LIVE: Loz Speyer and Time Zone


Ian Kingsbury went to see Loz Speyer and Timezone playing for Jazz Steps

Loz Speyer - Photo by Bob Meyrick (c)

Loz Speyer - photo by Bob Meyrick

If, like me, you enjoy swimming, drinking and gig-going, then your excitement valve may explode on learning that you can do all these things under one roof, some of them simultaneously (although I was accosted by the shallow end, having smuggled through a triple Malibu in my Speedos).

Jazzsteps have kicked off their new season of live jazz at the Bonington Theatre, above Arnold swimming baths (with a few gigs also at the Lakeside Arts Centre) and tonight saw a healthy turnout for trumpeter/flugelhornist Loz Speyer and his band Timezone.
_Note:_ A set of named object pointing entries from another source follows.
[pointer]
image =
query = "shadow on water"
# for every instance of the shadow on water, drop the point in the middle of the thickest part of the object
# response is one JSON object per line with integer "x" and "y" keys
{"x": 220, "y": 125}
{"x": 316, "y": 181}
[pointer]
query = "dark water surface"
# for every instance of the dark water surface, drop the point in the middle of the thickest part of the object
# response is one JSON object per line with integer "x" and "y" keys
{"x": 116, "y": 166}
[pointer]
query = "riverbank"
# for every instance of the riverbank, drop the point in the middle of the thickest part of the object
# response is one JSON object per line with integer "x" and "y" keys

Loz Speyer - Photo by Bob Meyrick (c)

Timezone - photo by Bob Meyrick

Eschewing the dapper threads of most jazz groups, Timezone strolled on and swung into 'Katakusi', written by Loz whilst in Cuba. Clearly this trip had quite an effect on Mr Speyer, whose sound is best described as straight-ahead jazz with a strong Afro-Cuban inflection. Loz's flugelhorn and Martin Hathaway's bass clarinet made for a refreshing textural change to the standard trumpet/alto sax combo. Simon Pearson's wonderfully fluid drumming, Ryan Trebilcock's fluent and propulsive double bass and Alejandro Martinez's tirelessly polyrhythmic congas made for an outstanding rhythm section and some delicious grooving, brilliantly counterpoised by patches of more free-form fragmentation, where the band seemed to be desperately trying to pull apart like five cats tied together.
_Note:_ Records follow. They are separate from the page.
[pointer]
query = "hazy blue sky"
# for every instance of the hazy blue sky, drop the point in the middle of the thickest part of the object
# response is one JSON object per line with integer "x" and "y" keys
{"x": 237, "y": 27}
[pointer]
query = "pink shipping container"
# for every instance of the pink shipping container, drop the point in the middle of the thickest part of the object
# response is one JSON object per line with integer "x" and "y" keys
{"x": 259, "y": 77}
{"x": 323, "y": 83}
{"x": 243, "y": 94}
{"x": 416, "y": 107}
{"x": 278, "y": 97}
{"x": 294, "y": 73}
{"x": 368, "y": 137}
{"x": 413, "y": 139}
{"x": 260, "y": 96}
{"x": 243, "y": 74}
Loz Speyer - Photo by Bob Meyrick (c)

Martin Hathaway - photo by Bob Meyrick

'Fire Lines' opened with a cool, funky loping feel before heading back to Cuba. This fusion approach is a fertile seam running through Loz's music, which enables the band to switch moods as they switch styles. Speaking of which, 'Mood Swings', also written by Loz, represents his attempt to capture and replicate the sounds of Cuba. With a deprecating modesty Loz joked that "everything is in the wrong place" and likened his writing of the song to the work of a lift repairman friend, who cannibalises defunct lifts to repair others. But this ‘Frankenstein’ school of composition is actually a great strength, lending the songs a unique charm in the splicing of cool, often muscular and modern jazz with the rhythms and textures of Afro-Cuban music. As a drummer myself, I had a bit of a moment with one of Simon's solos, which saw him fizz and swoop around the kit. Personally, I have my own barometer for judging a band: when any lingering drum-envy is converted to drum-awe by sheer dint of technique and imaginative flair, I know I'm in the presence of a top ensemble. Happened within the first song tonight.

Loz Speyer and Timezone - Photo by Bob Meyrick (c)

Loz Speyer and Timezone - photo by Bob Meyrick

The aptly named 'Bilingual' introduced a hip-hop flavour which segued surprisingly fluidly into a Cha-cha, and it was polyrhythms a-go-go as Loz switched from trumpet to clave and jammed along with the increasingly buoyant kit and congas. Jez Frank's guitar solo was an object lesson in eurhythmy as he gyred and jittered along to some scarifying runs. Other highlights included 'Snake Path', a swung, skippy Cuban ditty, 'Buy One Get One Free', for which the band entered more avant-garde, atonal territory recalling Roland Kirk at his more outré, 'Waiting List' which achieved an entrancing, hypnotic circularity, and 'International Dateline' featuring Loz on deadpan narration somewhere between Ian Dury and Ivor Cutler.

Loz and Timezone have a deep, organic understanding of Afro-Cuban rhythms and textures, which they fuse cleverly and compellingly with the more improvisatory jazz of the US mainland. The group deftly navigate between incoherent eclecticism and the limiting 'sameyness' of staying within a single musical tradition. All in all, another delicious evening of first-order live music.

Photos courtesy of Bob Meyrick (c)

Loz Speyer & Timezone played for Jazz Steps at the Bonington Theatre in Arnold on Thrsday October 1 2009.